South Africa’s economy contracted at the sharpest rate in almost a decade in the first three months of 2018, according to official statistics, underlining the challenge confronting President Cyril Ramaphosa’s bid to revive growth.
Gross domestic product in Africa’s most industrialised country dropped 2.2 percent on an annualised basis during the first quarter as mining, manufacturing and agriculture all recorded marked falls in activity, the statistics office said Tuesday.
A breakdown of the sectoral composition showed mining fell 9.9 percent, manufacturing 6.4 percent and construction 1.9 percent. The decline in the manufacturing sector was largely due to the petrochemicals and metals subsectors.
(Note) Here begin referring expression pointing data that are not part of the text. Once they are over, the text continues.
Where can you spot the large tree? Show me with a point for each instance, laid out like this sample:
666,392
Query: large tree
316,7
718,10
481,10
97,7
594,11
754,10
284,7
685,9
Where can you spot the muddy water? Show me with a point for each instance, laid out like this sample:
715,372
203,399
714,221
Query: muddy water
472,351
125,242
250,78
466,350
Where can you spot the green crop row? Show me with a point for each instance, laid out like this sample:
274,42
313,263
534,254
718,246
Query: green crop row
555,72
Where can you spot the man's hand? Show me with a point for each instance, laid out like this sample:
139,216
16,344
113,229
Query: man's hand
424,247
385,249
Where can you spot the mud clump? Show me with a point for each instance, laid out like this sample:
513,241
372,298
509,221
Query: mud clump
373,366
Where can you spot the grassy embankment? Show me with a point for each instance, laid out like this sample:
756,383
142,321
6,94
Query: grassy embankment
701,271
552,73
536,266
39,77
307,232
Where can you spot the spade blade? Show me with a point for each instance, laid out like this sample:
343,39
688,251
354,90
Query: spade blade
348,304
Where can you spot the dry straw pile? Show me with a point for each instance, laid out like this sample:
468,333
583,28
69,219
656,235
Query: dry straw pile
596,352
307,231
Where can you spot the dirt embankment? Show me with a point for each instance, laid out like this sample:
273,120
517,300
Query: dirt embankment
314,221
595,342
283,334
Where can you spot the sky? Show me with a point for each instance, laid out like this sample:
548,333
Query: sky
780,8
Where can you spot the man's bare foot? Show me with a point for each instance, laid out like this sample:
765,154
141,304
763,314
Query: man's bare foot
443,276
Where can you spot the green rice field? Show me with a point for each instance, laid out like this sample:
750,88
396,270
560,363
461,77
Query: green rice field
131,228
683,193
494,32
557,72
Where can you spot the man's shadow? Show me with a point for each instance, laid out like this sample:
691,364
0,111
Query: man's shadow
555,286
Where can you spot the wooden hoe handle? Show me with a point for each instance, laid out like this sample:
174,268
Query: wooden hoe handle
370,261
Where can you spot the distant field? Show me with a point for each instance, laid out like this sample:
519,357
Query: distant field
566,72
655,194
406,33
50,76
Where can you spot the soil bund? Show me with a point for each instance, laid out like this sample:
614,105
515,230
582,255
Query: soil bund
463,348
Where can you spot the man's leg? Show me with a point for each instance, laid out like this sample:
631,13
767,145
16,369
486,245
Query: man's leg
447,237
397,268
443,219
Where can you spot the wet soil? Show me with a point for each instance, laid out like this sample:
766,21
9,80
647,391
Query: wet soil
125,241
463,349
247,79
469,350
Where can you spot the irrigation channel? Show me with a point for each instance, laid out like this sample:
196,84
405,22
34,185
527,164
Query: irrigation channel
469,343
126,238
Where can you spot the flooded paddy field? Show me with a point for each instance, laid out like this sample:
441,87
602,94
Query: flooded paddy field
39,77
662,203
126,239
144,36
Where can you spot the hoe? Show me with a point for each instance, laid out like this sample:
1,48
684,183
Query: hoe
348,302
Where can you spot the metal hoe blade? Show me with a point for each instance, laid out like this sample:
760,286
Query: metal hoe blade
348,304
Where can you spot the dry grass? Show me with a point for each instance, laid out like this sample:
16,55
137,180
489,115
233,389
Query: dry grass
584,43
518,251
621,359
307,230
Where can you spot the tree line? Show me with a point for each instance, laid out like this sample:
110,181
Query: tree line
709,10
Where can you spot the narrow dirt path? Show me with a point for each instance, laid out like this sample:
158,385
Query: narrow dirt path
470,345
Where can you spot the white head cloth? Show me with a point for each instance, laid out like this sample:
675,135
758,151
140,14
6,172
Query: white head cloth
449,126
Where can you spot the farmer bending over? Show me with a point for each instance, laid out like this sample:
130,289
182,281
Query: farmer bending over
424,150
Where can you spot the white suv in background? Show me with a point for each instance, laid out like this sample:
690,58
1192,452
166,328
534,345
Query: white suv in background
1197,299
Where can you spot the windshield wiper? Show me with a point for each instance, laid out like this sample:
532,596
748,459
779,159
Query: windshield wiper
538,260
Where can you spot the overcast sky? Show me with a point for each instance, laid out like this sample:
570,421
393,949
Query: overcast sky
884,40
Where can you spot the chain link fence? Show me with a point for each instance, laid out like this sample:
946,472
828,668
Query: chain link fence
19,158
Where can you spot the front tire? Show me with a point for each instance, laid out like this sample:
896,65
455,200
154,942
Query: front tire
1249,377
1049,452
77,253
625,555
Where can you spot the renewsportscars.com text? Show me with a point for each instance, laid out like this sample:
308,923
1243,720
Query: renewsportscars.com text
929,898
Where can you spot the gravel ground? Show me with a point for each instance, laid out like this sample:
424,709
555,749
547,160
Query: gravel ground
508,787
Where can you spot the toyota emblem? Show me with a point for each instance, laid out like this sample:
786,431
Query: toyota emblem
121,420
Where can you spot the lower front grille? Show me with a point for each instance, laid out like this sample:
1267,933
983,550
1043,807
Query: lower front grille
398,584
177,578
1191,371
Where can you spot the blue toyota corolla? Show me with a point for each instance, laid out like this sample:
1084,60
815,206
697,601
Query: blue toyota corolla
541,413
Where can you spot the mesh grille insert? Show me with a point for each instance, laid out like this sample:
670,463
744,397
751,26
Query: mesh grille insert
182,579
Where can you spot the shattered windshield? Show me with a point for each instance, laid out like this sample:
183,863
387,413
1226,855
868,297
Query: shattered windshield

Specifically, mining and manufacturing, which comprise about a fifth of the economy, declined in the period as prices for commodities such as gold and platinum were stagnant and producers closed operations.
On the flip side, government services grew 1.8 percent and financial services 1.1 percent.
However, when measured against the first quarter of 2017, the economy expanded 0.8 percent. The rand reacted immediately and dramatically, weakening by about 10c against the dollar shortly after the announcement to about R12.65.
South Africa’s economic data have been volatile of late, with GDP rising at a 3.1 percent rate in the last quarter of 2017 and a feared recession between 2016 and 2017 vanishing from the figures after subsequent revisions.
Overall last year the economy expanded by 1.3 per cent versus 0.6 per cent in 2016, the first time growth accelerated in four years. The South African Reserve Bank is forecasting growth of 1.7 per cent this year.
But the contraction at the start of 2018, the sharpest slowdown in nine years, underscores the fragility of the economy after years of stagnation during the corruption-plagued presidency of Jacob Zuma, who stepped down earlier this year.
According to Thabi Leoka, an independent economist, Ramaphosa has to follow on this deveopment by concrete policy and concrete change, and “I think that many want to see change faster than what it is currently happening,” he said.
“It needs to be sustained and you can only excite a population for so long, but it has to be followed by strong policies and visible change, and currently I think we are still grappling the demise and destruction and disruption of the past nine years.”
The economy has contracted in each first quarter for four of the past five years.
“The base that these numbers are coming off is really high,” Jeffrey Schultz, an economist at BNP Paribas, said. “This is going to be transitory in nature — I expect a big bounce in the second-quarter figure.”
Meanwhile, the South African Reserve Bank forecasts the economy will expand 1.7 percent this year and 2019 and 2 percent in 2020.